SAWS online and telephone application systems. Each of the three SAWS consortia has an online application website. Each of the websites can be accessed through the following link: Each of the three SAWS consortia has a telephone customer service center. Telephone numbers are available here:


MEDS is the Medi-Cal Eligibility Data System. It is a statewide system. Non-MAGI Medi-Cal eligibility data has to be ported from the various SAWS systems into MEDS. MAGI Medi-Cal eligibility data also has to be ported from the CalHEERS system into MEDS. 

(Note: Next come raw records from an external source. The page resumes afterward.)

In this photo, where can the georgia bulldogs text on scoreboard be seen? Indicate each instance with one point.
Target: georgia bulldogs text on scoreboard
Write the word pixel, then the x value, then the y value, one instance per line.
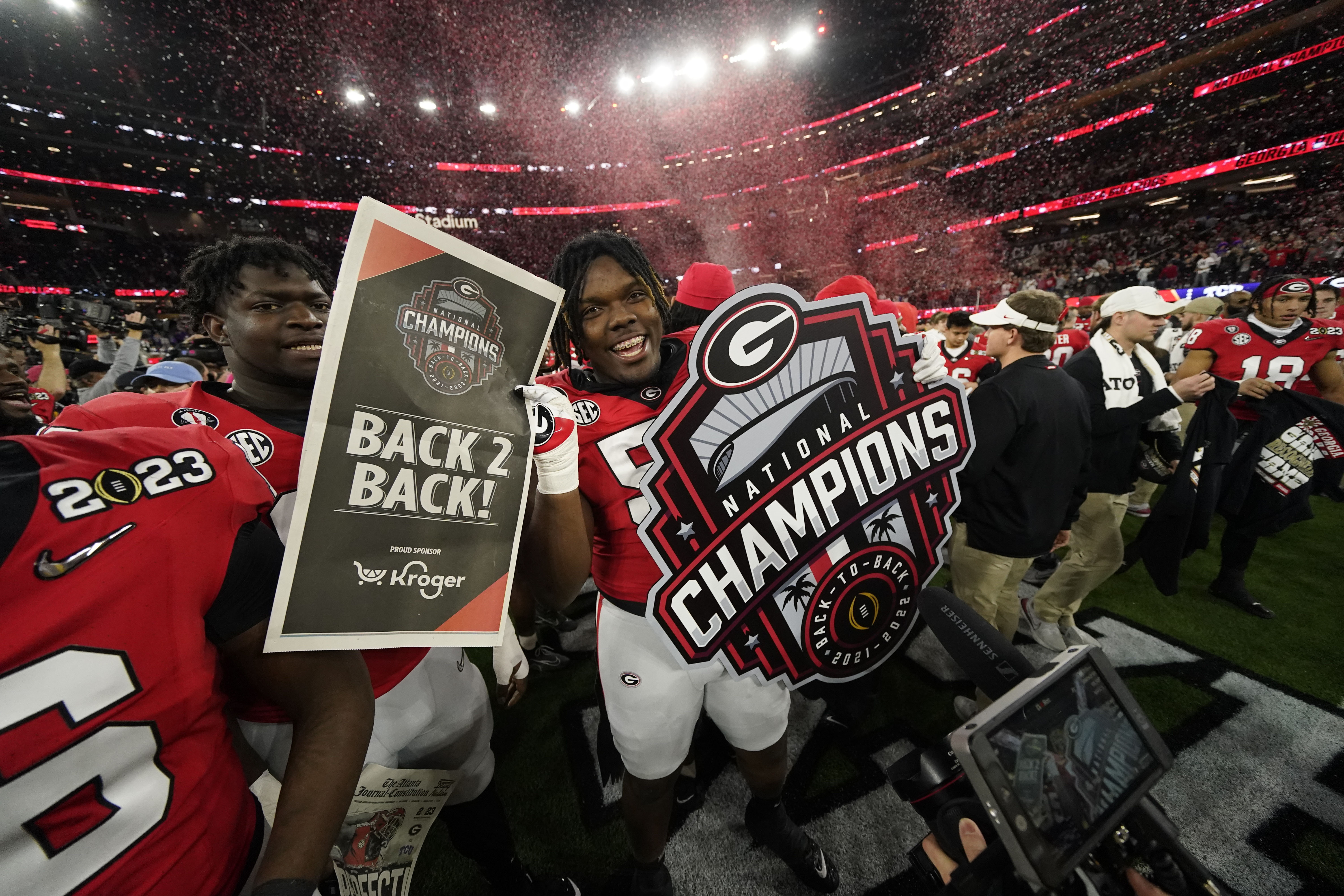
pixel 800 491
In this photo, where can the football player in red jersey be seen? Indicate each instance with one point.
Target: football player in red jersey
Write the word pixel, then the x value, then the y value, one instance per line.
pixel 265 302
pixel 963 361
pixel 1069 340
pixel 585 520
pixel 135 562
pixel 1267 351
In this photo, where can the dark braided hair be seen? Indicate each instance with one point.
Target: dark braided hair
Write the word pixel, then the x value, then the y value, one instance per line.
pixel 1271 285
pixel 571 268
pixel 212 272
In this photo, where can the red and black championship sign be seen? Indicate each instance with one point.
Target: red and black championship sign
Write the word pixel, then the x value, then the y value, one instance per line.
pixel 800 491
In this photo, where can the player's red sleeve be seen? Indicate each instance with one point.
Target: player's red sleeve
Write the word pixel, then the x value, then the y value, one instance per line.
pixel 80 418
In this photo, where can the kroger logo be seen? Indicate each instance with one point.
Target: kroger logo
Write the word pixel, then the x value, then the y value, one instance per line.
pixel 415 574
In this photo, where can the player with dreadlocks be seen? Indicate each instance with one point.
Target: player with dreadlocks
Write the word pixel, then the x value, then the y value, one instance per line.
pixel 267 302
pixel 1268 351
pixel 585 522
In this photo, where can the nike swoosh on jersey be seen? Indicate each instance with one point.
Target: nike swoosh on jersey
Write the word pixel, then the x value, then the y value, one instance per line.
pixel 48 569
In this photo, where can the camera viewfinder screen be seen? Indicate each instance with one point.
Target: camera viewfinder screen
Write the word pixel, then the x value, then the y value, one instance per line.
pixel 1070 757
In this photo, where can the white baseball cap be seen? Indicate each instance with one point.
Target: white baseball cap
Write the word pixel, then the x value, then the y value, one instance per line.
pixel 1003 314
pixel 1146 300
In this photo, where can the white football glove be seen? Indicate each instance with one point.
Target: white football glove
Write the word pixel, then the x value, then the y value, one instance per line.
pixel 267 789
pixel 932 365
pixel 510 667
pixel 556 441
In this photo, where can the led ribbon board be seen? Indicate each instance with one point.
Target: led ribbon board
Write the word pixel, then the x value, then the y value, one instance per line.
pixel 802 487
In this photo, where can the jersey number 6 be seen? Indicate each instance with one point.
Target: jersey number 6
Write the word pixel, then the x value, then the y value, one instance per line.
pixel 79 811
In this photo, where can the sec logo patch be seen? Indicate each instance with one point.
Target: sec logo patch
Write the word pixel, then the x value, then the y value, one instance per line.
pixel 193 417
pixel 257 447
pixel 587 412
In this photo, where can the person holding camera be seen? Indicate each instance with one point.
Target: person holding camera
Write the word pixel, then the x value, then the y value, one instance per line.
pixel 1128 398
pixel 97 378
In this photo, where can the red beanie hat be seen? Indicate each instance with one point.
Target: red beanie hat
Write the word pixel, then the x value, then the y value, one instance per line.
pixel 705 287
pixel 849 285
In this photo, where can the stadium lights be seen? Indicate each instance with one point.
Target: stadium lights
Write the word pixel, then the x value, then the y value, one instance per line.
pixel 1272 179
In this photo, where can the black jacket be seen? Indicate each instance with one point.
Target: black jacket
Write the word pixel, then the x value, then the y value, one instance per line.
pixel 1116 432
pixel 1023 483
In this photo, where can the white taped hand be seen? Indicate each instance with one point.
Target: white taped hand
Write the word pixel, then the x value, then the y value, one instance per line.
pixel 510 667
pixel 556 441
pixel 932 365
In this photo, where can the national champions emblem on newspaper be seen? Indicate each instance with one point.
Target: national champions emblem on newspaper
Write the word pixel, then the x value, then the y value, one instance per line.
pixel 452 335
pixel 802 489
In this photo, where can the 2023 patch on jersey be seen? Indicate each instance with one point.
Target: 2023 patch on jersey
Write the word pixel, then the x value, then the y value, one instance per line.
pixel 274 452
pixel 1244 351
pixel 118 774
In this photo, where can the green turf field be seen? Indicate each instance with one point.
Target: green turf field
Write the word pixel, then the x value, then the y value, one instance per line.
pixel 1252 709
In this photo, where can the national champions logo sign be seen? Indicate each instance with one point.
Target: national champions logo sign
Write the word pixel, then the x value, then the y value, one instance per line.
pixel 452 334
pixel 800 491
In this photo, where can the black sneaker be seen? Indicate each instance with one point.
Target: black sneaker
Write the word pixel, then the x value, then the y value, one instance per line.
pixel 1236 593
pixel 636 881
pixel 556 620
pixel 1041 570
pixel 771 827
pixel 517 881
pixel 542 659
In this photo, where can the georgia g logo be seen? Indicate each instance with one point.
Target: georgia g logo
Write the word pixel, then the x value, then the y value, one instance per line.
pixel 752 343
pixel 190 417
pixel 544 425
pixel 452 335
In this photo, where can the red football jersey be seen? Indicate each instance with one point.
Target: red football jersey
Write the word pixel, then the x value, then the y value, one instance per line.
pixel 118 766
pixel 1244 351
pixel 614 460
pixel 966 363
pixel 1068 343
pixel 272 450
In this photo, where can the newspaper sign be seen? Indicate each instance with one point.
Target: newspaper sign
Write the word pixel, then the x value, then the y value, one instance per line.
pixel 802 488
pixel 416 464
pixel 385 828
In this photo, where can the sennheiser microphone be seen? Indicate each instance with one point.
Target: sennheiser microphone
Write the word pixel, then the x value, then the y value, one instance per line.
pixel 986 656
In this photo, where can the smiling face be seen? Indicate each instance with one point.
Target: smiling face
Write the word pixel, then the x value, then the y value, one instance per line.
pixel 620 328
pixel 15 410
pixel 272 330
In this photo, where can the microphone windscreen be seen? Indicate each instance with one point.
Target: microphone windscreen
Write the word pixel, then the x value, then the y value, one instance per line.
pixel 983 653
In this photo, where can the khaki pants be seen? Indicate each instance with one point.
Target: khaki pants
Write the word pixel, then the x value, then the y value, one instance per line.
pixel 1096 551
pixel 989 582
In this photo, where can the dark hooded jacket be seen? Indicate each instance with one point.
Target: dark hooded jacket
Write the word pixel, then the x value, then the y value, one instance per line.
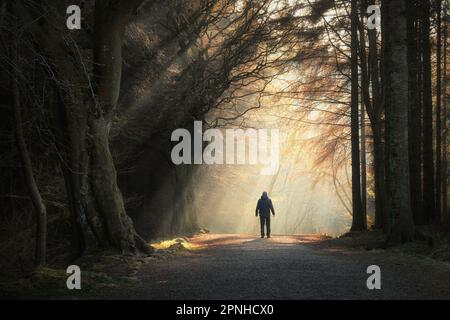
pixel 264 206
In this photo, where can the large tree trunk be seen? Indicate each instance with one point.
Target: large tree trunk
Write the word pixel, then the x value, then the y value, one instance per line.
pixel 428 162
pixel 414 118
pixel 84 116
pixel 396 64
pixel 358 219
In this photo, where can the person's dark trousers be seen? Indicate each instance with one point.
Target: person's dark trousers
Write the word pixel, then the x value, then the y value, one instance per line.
pixel 265 221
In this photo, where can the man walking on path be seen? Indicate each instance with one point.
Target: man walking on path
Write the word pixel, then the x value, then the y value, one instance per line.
pixel 263 208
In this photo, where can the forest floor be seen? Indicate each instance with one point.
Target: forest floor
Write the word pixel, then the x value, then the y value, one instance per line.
pixel 230 266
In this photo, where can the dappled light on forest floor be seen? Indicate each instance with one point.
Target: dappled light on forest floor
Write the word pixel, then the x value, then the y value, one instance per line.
pixel 213 240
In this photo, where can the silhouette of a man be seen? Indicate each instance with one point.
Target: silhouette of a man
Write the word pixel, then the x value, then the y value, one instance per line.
pixel 263 208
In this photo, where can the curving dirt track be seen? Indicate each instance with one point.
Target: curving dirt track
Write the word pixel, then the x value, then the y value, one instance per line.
pixel 286 267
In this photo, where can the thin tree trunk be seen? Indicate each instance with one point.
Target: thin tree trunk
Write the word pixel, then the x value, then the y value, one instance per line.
pixel 444 124
pixel 438 110
pixel 358 220
pixel 363 166
pixel 428 162
pixel 396 63
pixel 375 115
pixel 414 118
pixel 35 195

MEDS is particularly important for the following Medi-Cal information: 

  1. Medi-Cal aid code
  2. Medi-Cal share of cost (SOC)
  3. Medi-Cal managed care plan and primary care provider, except counties with COHS (County-Organized Health Systems)
  4. Other health coverage (OHC)

MEDS and Medi-Cal share of cost

MEDS is used to adjust the Medi-Cal share of cost throughout the month as share of cost is met. MEDS is also used by the IHSS program to determine IHSS share of cost. 

MEDS and Medi-Cal managed care

MEDS is used for enrollment of Medi-Cal beneficiaries into Medi-Cal managed care plans (except in COHS counties) and selection of primary care providers. It is used to transmit information received from the Medi-Cal managed care enrollment broker, Health Care Options (MAXIMUS), about the beneficiary-chosen or default Medi-Cal managed care plan and primary care provider. 

MEDS and various statewide functions. In addition, because MEDS is a statewide system, it is used for certain statewide functions such as generating a unique statewide Client Identification Number (CIN) for all public benefit and Covered California programs, storing certain eligibility information for CalWORKs and CalFresh (as well as for Medi-Cal), and facilitating certain inter-county transfers when individuals move from one county to another.